Table 4. Table of observed frequencies and expected frequencies, Chi-square test for independence.
Table of Observed, Expected, and O-E Frequencies |
---|
Intervention | Outcome | Observed Frequency | Expected Frequency | O – E |
Pamphlet | Recycles | 46 | 39.76 | 6.24 |
Does Not Recycle | 18 | 16.24 | 1.76 |
Phone Call | Recycles | 47 | 54.67 | -7.67 |
Does Not Recycle | 19 | 22.33 | -3.33 |
Control | Recycles | 49 | 47.57 | 1.43 |
Does Not Recycle | 21 | 19.43 | 1.57 |
Decimals in this table are rounded to \(2\) digits.
Step \(3\): Square the Results from Step \(2\)
Add a new column to your table called “(O – E)2”. In this column, put the result of squaring the results from the previous column.
Table 5. Table of observed frequencies and expected frequencies, Chi-square test for independence.
Table of Observed, Expected, O-E, and (O-E)2 Frequencies |
---|
Intervention | Outcome | Observed Frequency | Expected Frequency | O – E | (O – E)2 |
Pamphlet | Recycles | 46 | 39.76 | 6.24 | 38.94 |
Does Not Recycle | 18 | 16.24 | 1.76 | 3.10 |
Phone Call | Recycles | 47 | 54.67 | -7.67 | 58.83 |
Does Not Recycle | 19 | 22.33 | -3.33 | 11.09 |
Control | Recycles | 49 | 47.57 | 1.43 | 2.04 |
Does Not Recycle | 21 | 19.43 | 1.57 | 2.46 |
Decimals in this table are rounded to \(2\) digits.
Step \(4\): Divide the Results from Step \(3\) by the Expected Frequencies
Add a new column to your table called “(O – E)2”/E. In this column, put the result of dividing the results from the previous column by their expected frequencies.
Table 6. Table of observed frequencies and expected frequencies, Chi-square test for independence.

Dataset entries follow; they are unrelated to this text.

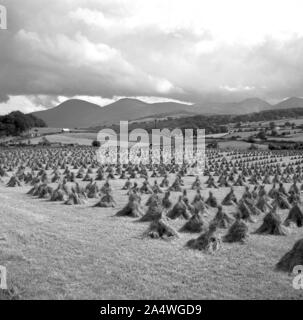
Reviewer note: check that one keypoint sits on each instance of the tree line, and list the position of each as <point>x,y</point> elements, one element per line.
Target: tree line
<point>17,122</point>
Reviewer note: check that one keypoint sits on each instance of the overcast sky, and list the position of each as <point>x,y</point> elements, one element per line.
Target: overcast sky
<point>185,50</point>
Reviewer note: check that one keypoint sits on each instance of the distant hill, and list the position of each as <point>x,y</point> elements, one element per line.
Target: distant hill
<point>290,103</point>
<point>78,113</point>
<point>82,114</point>
<point>71,114</point>
<point>242,107</point>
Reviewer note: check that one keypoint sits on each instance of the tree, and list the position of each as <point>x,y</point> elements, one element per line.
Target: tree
<point>272,125</point>
<point>261,135</point>
<point>96,143</point>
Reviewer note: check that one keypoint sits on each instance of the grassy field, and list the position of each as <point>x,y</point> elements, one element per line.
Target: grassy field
<point>54,251</point>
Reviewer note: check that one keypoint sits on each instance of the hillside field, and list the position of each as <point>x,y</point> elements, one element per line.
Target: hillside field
<point>55,251</point>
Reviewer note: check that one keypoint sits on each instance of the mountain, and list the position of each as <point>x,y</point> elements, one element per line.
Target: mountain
<point>290,103</point>
<point>78,113</point>
<point>246,106</point>
<point>70,114</point>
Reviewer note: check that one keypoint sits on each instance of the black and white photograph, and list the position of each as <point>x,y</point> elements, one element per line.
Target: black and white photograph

Table of Observed, Expected, O-E, (O-E)2, and (O-E)2/E Frequencies |
---|
Intervention | Outcome | Observed Frequency | Expected Frequency | O – E | (O – E)2 | (O – E)2/E |
Pamphlet | Recycles | 46 | 39.76 | 6.24 | 38.94 | 0.98 |
Does Not Recycle | 18 | 16.24 | 1.76 | 3.10 | 0.19 |
Phone Call | Recycles | 47 | 54.67 | -7.67 | 58.83 | 1.08 |
Does Not Recycle | 19 | 22.33 | -3.33 | 11.09 | 0.50 |
Control | Recycles | 49 | 47.57 | 1.43 | 2.04 | 0.04 |
Does Not Recycle | 21 | 19.43 | 1.57 | 2.46 | 0.13 |
Decimals in this table are rounded to \(2\) digits.

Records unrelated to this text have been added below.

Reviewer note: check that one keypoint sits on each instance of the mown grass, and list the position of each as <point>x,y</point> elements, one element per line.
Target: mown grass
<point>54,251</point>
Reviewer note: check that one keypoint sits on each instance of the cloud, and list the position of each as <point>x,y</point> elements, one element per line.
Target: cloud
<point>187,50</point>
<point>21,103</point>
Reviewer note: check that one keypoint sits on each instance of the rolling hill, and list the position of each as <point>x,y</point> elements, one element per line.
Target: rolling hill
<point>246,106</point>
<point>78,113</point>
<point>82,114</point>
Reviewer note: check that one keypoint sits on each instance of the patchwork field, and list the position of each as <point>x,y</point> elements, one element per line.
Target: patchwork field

Step \(5\): Add the Results from Step \(4\) to get the Chi-Square Test Statistic
Finally, add up all the values in the last column of your table to calculate your Chi-square test statistic:
\[ \begin{align}\chi^{2} &= \sum \frac{(O_{r,c} - E_{r,c})^{2}}{E_{r,c}} \\&= 0.9793 + 0.1907 + 1.0761 + 0.4966 + 0.04299 + 0.1269 \\&= 2.91259\end{align} \]
The formula here uses the non-rounded numbers from the tables above to get a more accurate answer.

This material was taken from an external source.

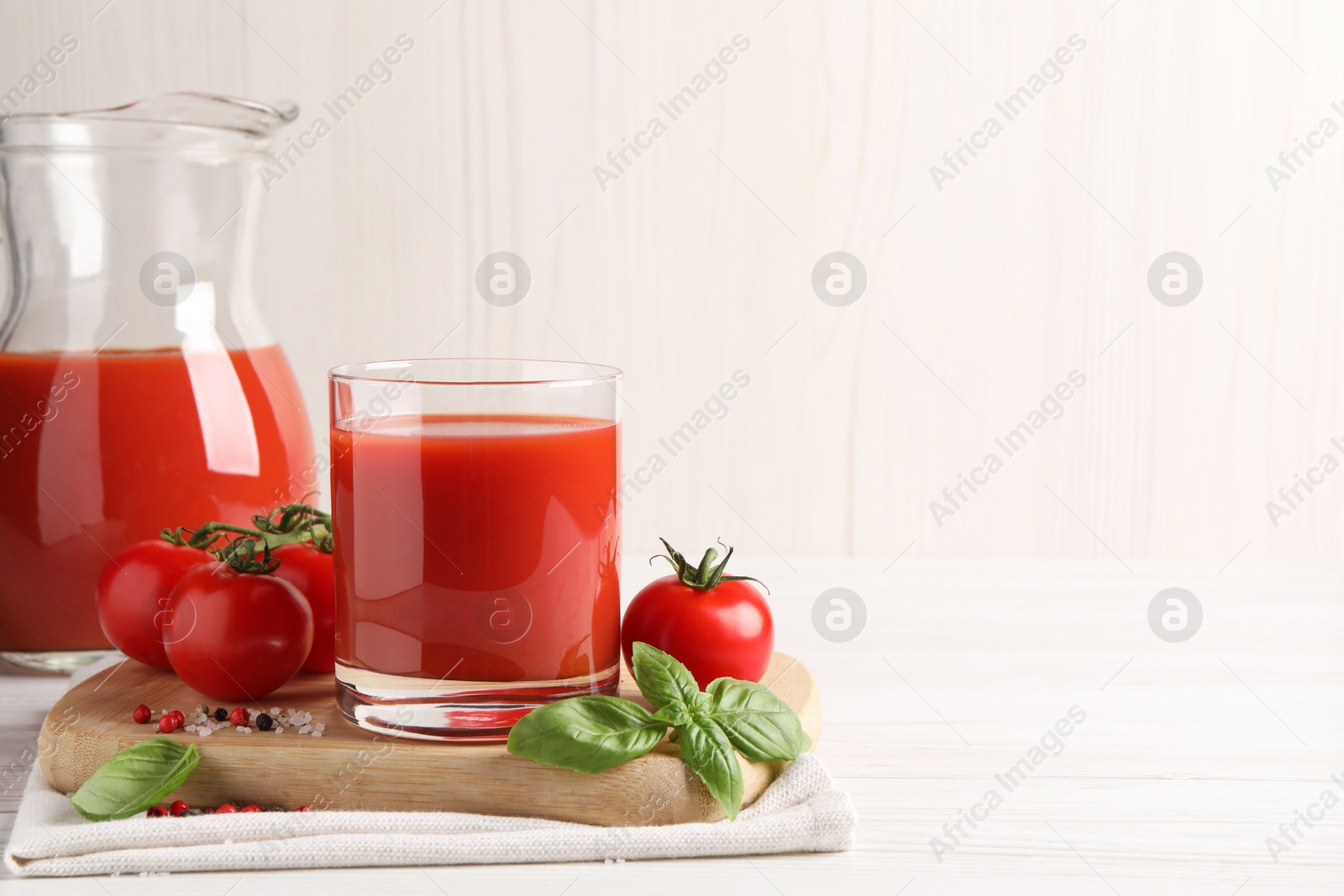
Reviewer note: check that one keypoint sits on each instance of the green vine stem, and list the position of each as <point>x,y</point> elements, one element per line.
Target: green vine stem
<point>707,574</point>
<point>250,550</point>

The Chi-square test statistic for the Chi-square test of independence in the city recycling example is:
\[ \chi^{2} = 2.91259 \]
Steps to Perform a Chi-Square Test of Independence
If your calculated test statistic is large enough, then you can draw the conclusion that the observed frequencies are not what you would expect if the variables are indeed unrelated. But what is considered “large enough”?
To determine whether the test statistic is large enough to reject the null hypothesis, you compare the test statistic to a critical value from a Chi-square distribution table. This act of comparison is the heart of the Chi-square test of independence.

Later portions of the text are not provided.